Djoko Saryono *
Lama sudah, Chairil meninggalkan kita semua kendati karya, nama, dan sejarahnya malah kian lekat pada ingat kita. Dalam usia begitu muda, 27 tahun, sang penyair berperawakan kerempeng, beroman kusut masai, dan berkehidupan bohemian ini berpulang akibat penyakit kronis yang diidapnya sejak lama tak mau lagi berkompromi. Pada tanggal 28 April 1949, 4 tahun sesudah kita merdeka, dalam keranda hitam dia diusung menuju kuburan Karet. Saat inilah ramalan dan kata-katanya sendiri yang tertuang dalam sebuah sajaknya seolah menagih janji. Dia menjadi Yang Terampas dan Yang Putus sebagaimana bunyi sajaknya.

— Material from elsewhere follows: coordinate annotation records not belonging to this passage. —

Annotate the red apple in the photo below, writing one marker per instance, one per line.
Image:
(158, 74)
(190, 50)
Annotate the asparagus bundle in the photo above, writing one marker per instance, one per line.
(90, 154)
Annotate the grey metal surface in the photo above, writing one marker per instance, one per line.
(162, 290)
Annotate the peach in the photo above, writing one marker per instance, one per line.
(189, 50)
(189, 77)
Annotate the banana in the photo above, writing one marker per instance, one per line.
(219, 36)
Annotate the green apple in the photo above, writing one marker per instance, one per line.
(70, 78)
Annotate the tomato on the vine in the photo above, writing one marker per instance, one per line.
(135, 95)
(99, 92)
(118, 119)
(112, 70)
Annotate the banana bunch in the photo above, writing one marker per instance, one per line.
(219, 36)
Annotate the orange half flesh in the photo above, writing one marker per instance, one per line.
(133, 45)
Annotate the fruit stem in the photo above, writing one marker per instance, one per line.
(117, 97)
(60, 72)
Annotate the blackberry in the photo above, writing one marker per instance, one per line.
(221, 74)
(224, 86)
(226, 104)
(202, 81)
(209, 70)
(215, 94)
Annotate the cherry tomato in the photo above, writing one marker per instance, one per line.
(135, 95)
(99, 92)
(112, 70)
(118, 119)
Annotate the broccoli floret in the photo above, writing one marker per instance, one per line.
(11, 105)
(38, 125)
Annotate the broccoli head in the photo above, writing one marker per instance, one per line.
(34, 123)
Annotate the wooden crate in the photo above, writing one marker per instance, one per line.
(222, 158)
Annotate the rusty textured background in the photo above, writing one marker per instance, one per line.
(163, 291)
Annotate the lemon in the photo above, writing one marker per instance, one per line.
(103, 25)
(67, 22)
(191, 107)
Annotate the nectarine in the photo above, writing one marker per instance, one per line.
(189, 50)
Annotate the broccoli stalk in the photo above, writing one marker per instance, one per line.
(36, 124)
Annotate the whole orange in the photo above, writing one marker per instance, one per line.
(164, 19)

kelam dan angin lalu mempesiang diriku
menggigir juga ruang di mana dia yang kuingin
alam tambah merasuk, rimba jadi semati tugu
di Karet, di Karet (daerahku y.a.d.) sampai juga deru angin
aku berbenah dalam kamar, dalam diriku jika kau kadang
dan aku bisa lagi lepaskan kisah baru padamu;
tapi kini hanya tangan yang tergerak lantang
tubuhku diam dan sendiri, ceria dan peristiwa berlalu beku
Yang ditinggalkannya kepada kita adalah sekelumit kisah hidupnya dan yang utama adalah sajak-sajak dan sejumput kisah-berita hidupnya. Dalam masa kepenyairannya yang demikian singkat, cuma sekitar 7 tahun bila ditinjau dari urutan dan rentang waktu kemunculan sajak-sajaknya ke khalayak sastra, dia meninggalkan se-jumlah sajak baik karya asli maupun terjemahan dan saduran. Sajak-sajaknya ini dikumpulkan (terkumpul) dalam Kerikil Tajam dan Yang Terampas dan Yang Putus, Deru Campur Debu, Tiga Menguak Takdir, dan Chairil Anwar Pelopor Angkatan 45 atau yang dikumpulkan oleh Pamusuk Eneste menjadi satu kumpulan dalam Aku Ini Binatang Jalang pada tahun 1986 dan diterbitkan Penerbit PT Gramedia.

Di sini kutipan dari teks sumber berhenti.